Mais tout va se gâter progressivement. Le livre ne cache pas une certaine veulerie des Français vaincus, qui multiplient les lettres de délation, dans une atmosphère antisémite de plus en plus puante et surtout dangereuse pour les juifs. Il y a vite un fossé entre le luxe ostentatoire du Ritz et la misère croissante des Parisiens, réduits à faire la queue pour un peu de pain. D’où un mécontentement général et le début de la Résistance. Plus avancent ces années sombres, plus se multiplient les exécutions, la chasse aux juifs, qui culmine par la grande rafle du Vel’d’Hiv les 16-17 juillet 1942, effectuée par des policiers et gendarmes français, ainsi que les tortures sauvages dans les caves de la Gestapo.
Certes, tous ces faits sont connus, en tout cas par les historiens.

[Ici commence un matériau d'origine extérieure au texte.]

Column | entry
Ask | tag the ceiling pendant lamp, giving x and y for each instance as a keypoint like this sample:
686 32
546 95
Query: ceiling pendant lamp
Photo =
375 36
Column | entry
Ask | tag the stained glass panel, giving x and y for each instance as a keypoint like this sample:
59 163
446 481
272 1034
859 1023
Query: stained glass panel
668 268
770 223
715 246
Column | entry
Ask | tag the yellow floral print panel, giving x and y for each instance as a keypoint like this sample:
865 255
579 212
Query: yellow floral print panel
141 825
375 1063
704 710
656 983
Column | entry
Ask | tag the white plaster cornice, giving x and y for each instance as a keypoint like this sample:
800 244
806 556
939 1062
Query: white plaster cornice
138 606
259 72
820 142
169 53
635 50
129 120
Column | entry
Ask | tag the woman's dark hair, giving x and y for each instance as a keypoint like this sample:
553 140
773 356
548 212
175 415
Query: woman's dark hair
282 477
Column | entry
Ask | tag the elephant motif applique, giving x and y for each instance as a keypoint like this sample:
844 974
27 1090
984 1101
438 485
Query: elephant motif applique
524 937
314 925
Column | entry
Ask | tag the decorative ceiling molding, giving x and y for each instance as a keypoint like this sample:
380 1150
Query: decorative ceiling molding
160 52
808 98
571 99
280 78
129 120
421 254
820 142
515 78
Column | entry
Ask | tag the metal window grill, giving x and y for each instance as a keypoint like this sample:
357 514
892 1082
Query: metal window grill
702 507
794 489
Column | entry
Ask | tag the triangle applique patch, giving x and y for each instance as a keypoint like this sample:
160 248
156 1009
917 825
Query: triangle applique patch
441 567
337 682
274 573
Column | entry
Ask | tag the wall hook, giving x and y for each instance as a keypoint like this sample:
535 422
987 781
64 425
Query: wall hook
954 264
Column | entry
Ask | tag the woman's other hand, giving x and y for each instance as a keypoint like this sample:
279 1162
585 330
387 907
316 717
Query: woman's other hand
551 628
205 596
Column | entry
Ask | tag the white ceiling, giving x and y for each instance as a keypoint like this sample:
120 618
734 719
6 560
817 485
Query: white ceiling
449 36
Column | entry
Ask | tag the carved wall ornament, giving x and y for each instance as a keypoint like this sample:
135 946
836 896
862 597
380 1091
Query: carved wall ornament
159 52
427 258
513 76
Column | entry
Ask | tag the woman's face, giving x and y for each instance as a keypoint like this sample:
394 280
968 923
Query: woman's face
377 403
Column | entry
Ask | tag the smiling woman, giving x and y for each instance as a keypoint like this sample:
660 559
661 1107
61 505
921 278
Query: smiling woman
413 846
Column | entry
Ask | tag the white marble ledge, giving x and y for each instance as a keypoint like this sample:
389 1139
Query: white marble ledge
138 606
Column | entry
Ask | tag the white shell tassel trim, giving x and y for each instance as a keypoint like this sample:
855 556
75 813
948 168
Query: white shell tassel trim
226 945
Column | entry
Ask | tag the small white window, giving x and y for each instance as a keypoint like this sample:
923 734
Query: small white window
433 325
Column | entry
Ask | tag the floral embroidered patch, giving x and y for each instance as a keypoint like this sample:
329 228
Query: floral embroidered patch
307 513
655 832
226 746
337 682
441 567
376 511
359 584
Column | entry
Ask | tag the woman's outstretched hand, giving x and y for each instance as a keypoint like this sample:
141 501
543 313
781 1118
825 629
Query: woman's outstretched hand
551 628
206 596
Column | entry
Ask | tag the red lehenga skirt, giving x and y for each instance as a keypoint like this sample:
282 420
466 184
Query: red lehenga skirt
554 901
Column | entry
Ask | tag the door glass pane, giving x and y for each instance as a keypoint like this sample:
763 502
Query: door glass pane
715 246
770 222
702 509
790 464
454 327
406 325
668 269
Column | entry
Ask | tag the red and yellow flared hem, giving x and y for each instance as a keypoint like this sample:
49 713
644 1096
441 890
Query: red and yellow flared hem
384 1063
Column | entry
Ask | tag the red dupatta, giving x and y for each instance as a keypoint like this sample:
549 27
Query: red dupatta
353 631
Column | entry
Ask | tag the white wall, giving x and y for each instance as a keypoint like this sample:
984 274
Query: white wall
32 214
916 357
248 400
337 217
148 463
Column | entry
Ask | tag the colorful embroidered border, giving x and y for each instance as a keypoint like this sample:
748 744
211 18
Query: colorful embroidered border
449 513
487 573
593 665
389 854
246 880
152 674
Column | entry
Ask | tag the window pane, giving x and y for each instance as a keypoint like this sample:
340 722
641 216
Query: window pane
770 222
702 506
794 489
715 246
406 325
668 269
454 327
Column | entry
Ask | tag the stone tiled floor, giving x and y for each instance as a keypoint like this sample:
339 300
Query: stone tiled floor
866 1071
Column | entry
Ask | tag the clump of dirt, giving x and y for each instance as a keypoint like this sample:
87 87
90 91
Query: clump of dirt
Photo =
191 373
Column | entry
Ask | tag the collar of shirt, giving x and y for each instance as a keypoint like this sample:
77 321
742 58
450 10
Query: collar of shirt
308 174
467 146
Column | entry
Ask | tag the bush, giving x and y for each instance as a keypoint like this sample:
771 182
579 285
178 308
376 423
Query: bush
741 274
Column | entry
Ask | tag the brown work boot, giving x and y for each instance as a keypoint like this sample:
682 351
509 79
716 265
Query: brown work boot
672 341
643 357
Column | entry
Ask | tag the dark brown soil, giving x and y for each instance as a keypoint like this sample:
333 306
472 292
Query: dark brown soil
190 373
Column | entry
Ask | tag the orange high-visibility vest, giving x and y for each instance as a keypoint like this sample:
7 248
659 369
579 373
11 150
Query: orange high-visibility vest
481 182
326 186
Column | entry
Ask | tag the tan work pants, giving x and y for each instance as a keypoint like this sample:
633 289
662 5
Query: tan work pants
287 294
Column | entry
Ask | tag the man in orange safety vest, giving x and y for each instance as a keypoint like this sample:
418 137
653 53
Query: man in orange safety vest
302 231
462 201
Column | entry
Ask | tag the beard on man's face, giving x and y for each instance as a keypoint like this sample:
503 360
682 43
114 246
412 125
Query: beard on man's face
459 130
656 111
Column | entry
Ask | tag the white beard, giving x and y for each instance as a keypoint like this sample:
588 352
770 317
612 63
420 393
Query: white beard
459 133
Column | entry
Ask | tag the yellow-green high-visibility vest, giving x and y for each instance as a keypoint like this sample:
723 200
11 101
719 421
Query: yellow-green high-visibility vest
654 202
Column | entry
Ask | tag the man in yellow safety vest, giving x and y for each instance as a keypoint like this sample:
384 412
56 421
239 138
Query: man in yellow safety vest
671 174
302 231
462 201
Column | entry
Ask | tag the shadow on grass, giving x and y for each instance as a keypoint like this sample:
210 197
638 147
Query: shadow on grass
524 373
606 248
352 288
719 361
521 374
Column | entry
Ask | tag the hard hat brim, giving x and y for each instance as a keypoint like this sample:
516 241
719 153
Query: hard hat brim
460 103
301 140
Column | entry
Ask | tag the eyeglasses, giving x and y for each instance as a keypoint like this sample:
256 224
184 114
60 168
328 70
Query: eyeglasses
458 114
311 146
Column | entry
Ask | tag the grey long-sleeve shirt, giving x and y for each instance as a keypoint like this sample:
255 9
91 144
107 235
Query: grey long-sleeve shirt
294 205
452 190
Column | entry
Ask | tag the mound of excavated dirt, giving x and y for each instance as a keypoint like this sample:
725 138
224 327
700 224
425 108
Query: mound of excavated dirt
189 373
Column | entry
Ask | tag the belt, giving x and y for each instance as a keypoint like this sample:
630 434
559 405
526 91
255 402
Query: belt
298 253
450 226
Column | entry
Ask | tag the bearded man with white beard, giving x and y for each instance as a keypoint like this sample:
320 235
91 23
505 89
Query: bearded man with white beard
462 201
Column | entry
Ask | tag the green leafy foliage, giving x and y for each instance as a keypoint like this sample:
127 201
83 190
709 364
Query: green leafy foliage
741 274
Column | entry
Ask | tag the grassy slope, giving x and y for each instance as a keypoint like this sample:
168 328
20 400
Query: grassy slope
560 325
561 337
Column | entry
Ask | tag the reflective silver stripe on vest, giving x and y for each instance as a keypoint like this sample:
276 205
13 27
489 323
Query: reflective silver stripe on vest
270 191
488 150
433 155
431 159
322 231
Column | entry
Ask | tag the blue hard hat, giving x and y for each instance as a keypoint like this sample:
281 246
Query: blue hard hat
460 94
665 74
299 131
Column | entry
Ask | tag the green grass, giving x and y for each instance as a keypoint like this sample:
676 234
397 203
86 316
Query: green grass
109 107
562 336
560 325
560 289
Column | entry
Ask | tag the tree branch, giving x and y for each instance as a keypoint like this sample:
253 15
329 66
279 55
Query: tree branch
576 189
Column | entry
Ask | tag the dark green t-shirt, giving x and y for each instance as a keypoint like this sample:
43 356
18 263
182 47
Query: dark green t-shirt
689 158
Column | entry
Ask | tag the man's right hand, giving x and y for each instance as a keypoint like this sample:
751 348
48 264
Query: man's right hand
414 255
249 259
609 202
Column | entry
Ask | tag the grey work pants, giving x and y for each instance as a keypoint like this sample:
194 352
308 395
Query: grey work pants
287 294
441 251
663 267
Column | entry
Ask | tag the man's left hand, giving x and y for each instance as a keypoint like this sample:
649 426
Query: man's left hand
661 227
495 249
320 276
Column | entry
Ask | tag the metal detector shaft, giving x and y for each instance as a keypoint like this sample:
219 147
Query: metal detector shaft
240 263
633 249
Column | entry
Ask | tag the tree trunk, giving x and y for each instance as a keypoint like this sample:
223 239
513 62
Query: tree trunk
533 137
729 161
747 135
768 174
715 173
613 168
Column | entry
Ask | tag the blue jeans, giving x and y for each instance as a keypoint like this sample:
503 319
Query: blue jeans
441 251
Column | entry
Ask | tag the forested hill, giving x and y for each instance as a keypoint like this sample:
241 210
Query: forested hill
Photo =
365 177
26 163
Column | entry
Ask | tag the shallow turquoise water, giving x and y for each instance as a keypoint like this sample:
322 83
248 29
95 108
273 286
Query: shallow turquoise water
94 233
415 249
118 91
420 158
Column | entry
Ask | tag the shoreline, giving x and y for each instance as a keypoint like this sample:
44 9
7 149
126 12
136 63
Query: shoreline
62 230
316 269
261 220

Mais n’oublions pas qu’il s’agit ici d’un roman ! Or celui-ci retrace avec une grande justesse, mais aussi émotion, cette sinistre période. Et cela à travers le personnage réel de Frank Meier, un juif askhénaze autrichien qui a fait toute sa carrière de barman en France, et a même combattu pour celle-ci à Verdun. Il se voit contraint, et le fait même avec une grande conscience professionnelle, de servir avec tout son art des cocktails la caste supérieure des officiers allemands. Son destin va croiser celui d’un autre personnage authentique, Louise Rubenstein, d’origine juive américaine, qui a épousé le directeur de l’hôtel Claude Auzello. Le lecteur rencontre aussi une série de personnages historiques, dont Hermann Goering, bouffi de graisse et avide de s’emparer de biens culturels français, dont Philippe Collin trace un portrait inoubliable. On va y trouver aussi des figures plus sympathiques, en tout cas plus ambiguës, comme celles du célèbre écrivain et chantre de la guerre Ernst Jünger, ou celle du colonel Hans Speidel, l’un des seuls instigateurs de l’attentat contre le Führer à avoir échappé à la mort. Le danger ira croissant pour Frank et Louise, jamais à l’abri d’une dénonciation et d’une arrestation, avec leur suite possible, l’envoi à Auschwitz. Plus le roman avance, plus la tension croît, entre les fêtes mondaines du Ritz, les exactions allemandes et le contrôle de la Gestapo étouffant. Elle culmine avec la tentative ratée d’assassinat de Hitler, le 20 juillet 1944.
Mais ce roman est surtout précieux par son caractère psychologique. Qui était au fond Frank Meier ? Un collabo, pour avoir si bien servi ses cocktails à l’occupant ? Un héros de 1914-18 devenu un lâche ? Un opportuniste ? Un homme entouré de menaces et qui tente simplement d’y échapper ? Il s’interroge sur lui-même, sans complaisance, à travers son journal, inventé par l’auteur du livre. Et au fond, tout le récit baigne entre ces extrêmes que furent la Collaboration et la Résistance, avec surtout un « ventre mou » composé de Parisiens pris à la gorge entre restrictions alimentaires de plus en plus difficiles à supporter et nécessité de survivre, souvent en fermant les yeux et en bouchant leurs oreilles. Les mêmes, dont certains vont se venger sur les femmes coupables de « collaboration horizontale », déclarées coupables d’avoir couché avec des Allemands, qui dans des exhibitions publiques sordides, se feront tondre et humilier.
Mais au fond, dans ce concentré de population avec ses grandeurs et ses faiblesses, où ne nous serions-nous situés nous-mêmes ?… C’est la question que pose implicitement Philipp Collin, dans un roman fascinant, pathétique, chargé d’humanité.